1

I need to convert Java Strings to ISO/IEC 8859-1 in order to save space/make every character use 1 byte.

However, when using

getBytes(StandardCharsets.ISO_8859_1)

some characters like š and ž are later printed as ?. They are not part of ISO/IEC 8859-1, but I would like to have an automatic way to adequately replace these letters like: š-->s, ž-->z, for every letter of UTF-16 that is not part of ISO/IEC 8859-1.

Is such a thing possible?

EDIT: I used a solution by Erick Robertson.

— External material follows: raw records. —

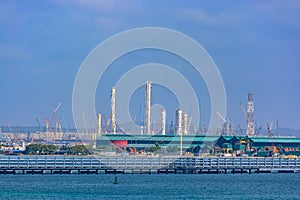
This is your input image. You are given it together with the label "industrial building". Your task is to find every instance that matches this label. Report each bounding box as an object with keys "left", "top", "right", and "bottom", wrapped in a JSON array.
[{"left": 96, "top": 134, "right": 300, "bottom": 156}]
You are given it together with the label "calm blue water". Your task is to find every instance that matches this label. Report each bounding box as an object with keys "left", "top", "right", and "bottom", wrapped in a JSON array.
[{"left": 0, "top": 173, "right": 300, "bottom": 200}]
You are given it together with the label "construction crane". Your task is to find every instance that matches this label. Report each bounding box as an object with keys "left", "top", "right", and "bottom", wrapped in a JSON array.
[{"left": 217, "top": 112, "right": 232, "bottom": 135}]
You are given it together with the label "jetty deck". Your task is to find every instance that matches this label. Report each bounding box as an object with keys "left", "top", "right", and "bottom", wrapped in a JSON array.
[{"left": 0, "top": 156, "right": 300, "bottom": 174}]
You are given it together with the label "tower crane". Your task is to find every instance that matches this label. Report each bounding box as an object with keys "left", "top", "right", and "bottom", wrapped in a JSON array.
[{"left": 217, "top": 112, "right": 232, "bottom": 135}]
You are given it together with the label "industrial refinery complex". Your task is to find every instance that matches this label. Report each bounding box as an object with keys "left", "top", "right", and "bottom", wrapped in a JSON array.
[{"left": 1, "top": 81, "right": 300, "bottom": 157}]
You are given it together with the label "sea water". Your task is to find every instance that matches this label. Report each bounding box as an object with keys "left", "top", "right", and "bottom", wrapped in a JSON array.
[{"left": 0, "top": 173, "right": 300, "bottom": 200}]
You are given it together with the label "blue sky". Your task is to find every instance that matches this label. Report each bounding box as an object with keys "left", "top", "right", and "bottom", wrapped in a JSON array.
[{"left": 0, "top": 0, "right": 300, "bottom": 129}]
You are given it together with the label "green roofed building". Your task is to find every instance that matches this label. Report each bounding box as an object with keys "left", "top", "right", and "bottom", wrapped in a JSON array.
[
  {"left": 96, "top": 134, "right": 219, "bottom": 152},
  {"left": 96, "top": 134, "right": 300, "bottom": 155}
]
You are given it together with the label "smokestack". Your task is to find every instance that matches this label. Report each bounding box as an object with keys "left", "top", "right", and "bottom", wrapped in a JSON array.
[
  {"left": 144, "top": 81, "right": 152, "bottom": 134},
  {"left": 140, "top": 126, "right": 144, "bottom": 135},
  {"left": 111, "top": 87, "right": 117, "bottom": 134},
  {"left": 183, "top": 113, "right": 189, "bottom": 135},
  {"left": 246, "top": 93, "right": 254, "bottom": 135},
  {"left": 160, "top": 109, "right": 166, "bottom": 135},
  {"left": 175, "top": 108, "right": 182, "bottom": 135},
  {"left": 97, "top": 113, "right": 101, "bottom": 136}
]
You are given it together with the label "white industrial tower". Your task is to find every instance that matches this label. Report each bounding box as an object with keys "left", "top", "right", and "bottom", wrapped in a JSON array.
[
  {"left": 111, "top": 87, "right": 117, "bottom": 134},
  {"left": 144, "top": 81, "right": 152, "bottom": 134},
  {"left": 182, "top": 113, "right": 189, "bottom": 135},
  {"left": 246, "top": 93, "right": 254, "bottom": 135},
  {"left": 160, "top": 109, "right": 166, "bottom": 135},
  {"left": 175, "top": 108, "right": 182, "bottom": 135}
]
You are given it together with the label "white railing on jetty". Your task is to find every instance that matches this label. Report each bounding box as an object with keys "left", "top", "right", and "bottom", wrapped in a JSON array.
[{"left": 0, "top": 156, "right": 300, "bottom": 170}]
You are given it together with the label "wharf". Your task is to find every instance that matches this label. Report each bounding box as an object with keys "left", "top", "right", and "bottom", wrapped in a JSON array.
[{"left": 0, "top": 156, "right": 300, "bottom": 174}]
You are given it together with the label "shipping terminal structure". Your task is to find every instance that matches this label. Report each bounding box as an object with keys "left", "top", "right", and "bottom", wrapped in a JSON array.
[
  {"left": 0, "top": 81, "right": 300, "bottom": 157},
  {"left": 96, "top": 81, "right": 300, "bottom": 157}
]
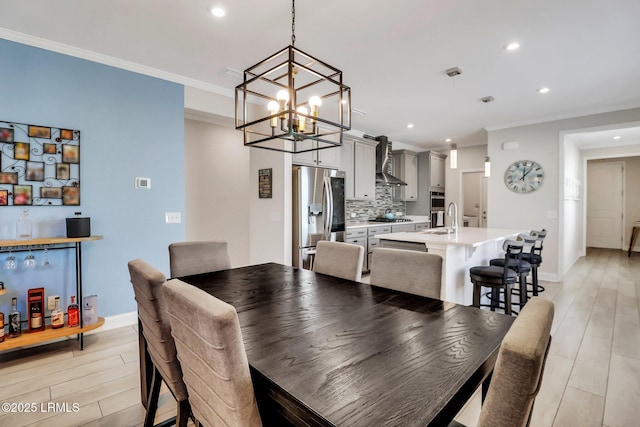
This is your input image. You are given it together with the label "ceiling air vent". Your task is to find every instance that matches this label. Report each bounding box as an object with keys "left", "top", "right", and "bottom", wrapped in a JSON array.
[{"left": 445, "top": 67, "right": 462, "bottom": 77}]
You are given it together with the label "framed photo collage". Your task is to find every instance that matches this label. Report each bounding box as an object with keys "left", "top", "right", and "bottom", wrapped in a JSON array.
[{"left": 0, "top": 121, "right": 80, "bottom": 207}]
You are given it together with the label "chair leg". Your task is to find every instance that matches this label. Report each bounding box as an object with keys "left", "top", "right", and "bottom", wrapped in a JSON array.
[
  {"left": 176, "top": 399, "right": 191, "bottom": 427},
  {"left": 144, "top": 366, "right": 162, "bottom": 427},
  {"left": 472, "top": 281, "right": 482, "bottom": 308},
  {"left": 504, "top": 285, "right": 511, "bottom": 314},
  {"left": 531, "top": 265, "right": 538, "bottom": 297},
  {"left": 520, "top": 273, "right": 527, "bottom": 309}
]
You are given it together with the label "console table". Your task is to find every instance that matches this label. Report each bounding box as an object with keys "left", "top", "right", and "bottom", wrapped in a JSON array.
[{"left": 0, "top": 236, "right": 104, "bottom": 351}]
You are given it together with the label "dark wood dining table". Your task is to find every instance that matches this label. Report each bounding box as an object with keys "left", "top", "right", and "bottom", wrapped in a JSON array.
[{"left": 141, "top": 263, "right": 513, "bottom": 426}]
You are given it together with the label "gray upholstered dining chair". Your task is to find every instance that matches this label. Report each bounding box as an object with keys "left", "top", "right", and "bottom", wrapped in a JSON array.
[
  {"left": 164, "top": 279, "right": 262, "bottom": 427},
  {"left": 313, "top": 240, "right": 364, "bottom": 282},
  {"left": 128, "top": 259, "right": 191, "bottom": 427},
  {"left": 169, "top": 240, "right": 231, "bottom": 277},
  {"left": 449, "top": 297, "right": 554, "bottom": 427},
  {"left": 369, "top": 248, "right": 442, "bottom": 299}
]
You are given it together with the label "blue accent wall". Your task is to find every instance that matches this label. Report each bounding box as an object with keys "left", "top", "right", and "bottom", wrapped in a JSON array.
[{"left": 0, "top": 39, "right": 185, "bottom": 316}]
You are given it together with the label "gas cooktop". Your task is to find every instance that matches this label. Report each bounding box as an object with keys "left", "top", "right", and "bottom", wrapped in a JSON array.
[{"left": 369, "top": 216, "right": 411, "bottom": 222}]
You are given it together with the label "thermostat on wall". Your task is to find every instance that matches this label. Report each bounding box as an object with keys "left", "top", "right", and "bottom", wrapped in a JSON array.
[{"left": 136, "top": 177, "right": 151, "bottom": 190}]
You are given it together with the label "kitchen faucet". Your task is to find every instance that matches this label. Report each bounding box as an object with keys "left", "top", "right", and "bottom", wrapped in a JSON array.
[{"left": 447, "top": 202, "right": 458, "bottom": 233}]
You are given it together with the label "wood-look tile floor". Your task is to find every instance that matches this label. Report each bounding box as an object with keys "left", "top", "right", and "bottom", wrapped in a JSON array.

https://stackoverflow.com/a/3322174/10197944

noob13
  • 11
  • 3
  • Yes, such a thing is certainly possible. What might _not_ be possible is to find the solution ready-made for you out there in internet-land: you might have to program it for yourself. – Kevin Anderson Sep 24 '18 at 10:08
  • 2
    It should be possible, in fact we're working on a similar problem atm. Something based on [this](https://stackoverflow.com/questions/4122170/java-change-%C3%A1%C3%A9%C5%91%C5%B1%C3%BA-to-aeouu) should work for most cases. There might be cases where this doesn't work (we've experiences difficulties with ligatures such as œ but there shouldn't be too many of those and we're using a mapping table in that case). – Thomas Sep 24 '18 at 10:08
  • Thanks Thomas for the link! – noob13 Sep 24 '18 at 15:52
  • Don't quite agree with "This question already has answers", as the op only wants to remove non-latin1 characters. Posted my answer here: https://stackoverflow.com/questions/11232201/api-or-method-to-replace-all-non-latin-1-characters/69926231#69926231 – Simon Nov 11 '21 at 09:51

1 Answers1

0

There is String.replaceAll() method, however if you want to retain rather precise control over which tokens get replaced with which other ones, it's going to require you to make up the precise list and code all the invocations. "For every token of UTF-16 that is not part of ..." will make that hard to do ... (and on top might take an unwieldy long time to run as well).

A generic method String replacement "do the replacement that I happen to have in mind" has not been prepared for you, alas.

Erwin Smout
  • 18,113
  • 4
  • 33
  • 52